Midnight in Everwood by M.A. Kuzniar
Harper Collins, pb, £7.45
Reviewed by Sarah Deeming
Marietta Stelle wants nothing more than to dance, but her parents have other ideas. She can study ballet until the new year, but she must marry as befitting her family’s social status. A newcomer to their home city, an unmarried doctor, independently wealthy, catches her mother’s attention, and soon, Marietta must spend most of her evenings in the company of Dr Drosselmeier and his enchanting windup toys. But while Dr Drosselmeier’s conversation and toys spellbind everyone else, Marietta suspects something darker behind his charming smile.

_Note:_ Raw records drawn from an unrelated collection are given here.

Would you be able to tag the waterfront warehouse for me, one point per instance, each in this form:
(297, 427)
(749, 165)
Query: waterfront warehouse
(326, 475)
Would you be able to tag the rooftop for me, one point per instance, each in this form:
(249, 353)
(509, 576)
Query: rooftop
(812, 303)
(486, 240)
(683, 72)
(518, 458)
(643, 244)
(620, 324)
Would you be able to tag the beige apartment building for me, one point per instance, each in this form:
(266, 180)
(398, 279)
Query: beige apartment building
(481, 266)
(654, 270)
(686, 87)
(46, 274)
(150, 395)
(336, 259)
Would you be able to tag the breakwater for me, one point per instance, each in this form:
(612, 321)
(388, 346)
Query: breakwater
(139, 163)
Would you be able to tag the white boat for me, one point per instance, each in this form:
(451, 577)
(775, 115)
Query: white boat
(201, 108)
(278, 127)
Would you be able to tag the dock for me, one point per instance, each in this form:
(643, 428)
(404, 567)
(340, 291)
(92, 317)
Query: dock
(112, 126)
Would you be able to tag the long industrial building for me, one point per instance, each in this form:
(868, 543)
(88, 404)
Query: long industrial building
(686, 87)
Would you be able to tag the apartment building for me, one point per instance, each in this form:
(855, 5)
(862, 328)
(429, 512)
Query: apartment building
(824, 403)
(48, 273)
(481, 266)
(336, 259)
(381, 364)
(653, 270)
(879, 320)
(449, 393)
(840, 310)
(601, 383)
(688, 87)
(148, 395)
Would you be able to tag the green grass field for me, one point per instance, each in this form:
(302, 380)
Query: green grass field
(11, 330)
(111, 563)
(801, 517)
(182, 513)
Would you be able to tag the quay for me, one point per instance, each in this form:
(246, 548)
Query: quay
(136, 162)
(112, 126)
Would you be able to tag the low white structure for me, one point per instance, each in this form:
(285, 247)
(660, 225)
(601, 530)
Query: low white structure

On Christmas Eve, just before Marietta’s last ballet performance, Marietta hears her father and Drosselmeier agree to their engagement. When Drosselmeier corners her in her studio later, Marietta hides in a grandfather clock to escape him, only to find another world. The vindictive King Gelum treats Marietta as a dancing attraction to his parties in a world of magic and sugarplums, balls and feasts. Her only hope for escape is the handsome captain with butterscotch eyes, and the other females held prisoner with her. But is escaping King Gelum and returning home better than staying because how is marrying Dr Drosselmeier and giving up dancing a better choice?
Midnight in Everwood is a feminist retelling of the famous Nutcracker story. The protagonist, Marietta, is a privileged socialite who is being forced to marry. For Marietta, marriage is a leash because it means she will have to give up her true passion for ballet dancing. If she can’t dance, who is she? However, Kuzniar has also turned Marietta into the antagonist too. Marietta is strong-willed, and after escaping Drosselmeier, she ignores all the warnings about King Gelum because they come from a man. She agrees to stay with the king creating her own prison.
This story is as much about Marietta’s personal growth as it is about good versus evil. The inclusion of BAME characters allows Marietta to understand how privileged her position truly is. She has everything she could ever want, while Harriet, a black woman, has had to fight for her place in the ballet school and is only there at the sufferance of a white man. There are also references to the suffragettes who fought so Marietta could have all her freedoms, but she doesn’t understand those sacrifices. It is only when she is Gelum’s prisoner that Marietta truly grasps the charmed life she has lived.
Kuzniar’s world-building is lavish and gorgeous, befitting Marietta’s lifestyle in the real world and the magical land. Her descriptions of the food, clothes, and decorations are sumptuous, creating a beautiful landscape for the reader. When mixed with the romance element between Marietta and Captain Legat, she swept me away for hours. I didn’t want it to end.
I have always loved The Nutcracker, a fantastical story of good and evil told with toys and mice. Kuzniar has elevated the fairytale, showcased the feminist elements, and given us a heroine in Marietta who is relatable, likeable, and determined. I would highly recommend Midnight in Everwood to anyone who loved Katherine Arden’s The Bear and the Nightingale.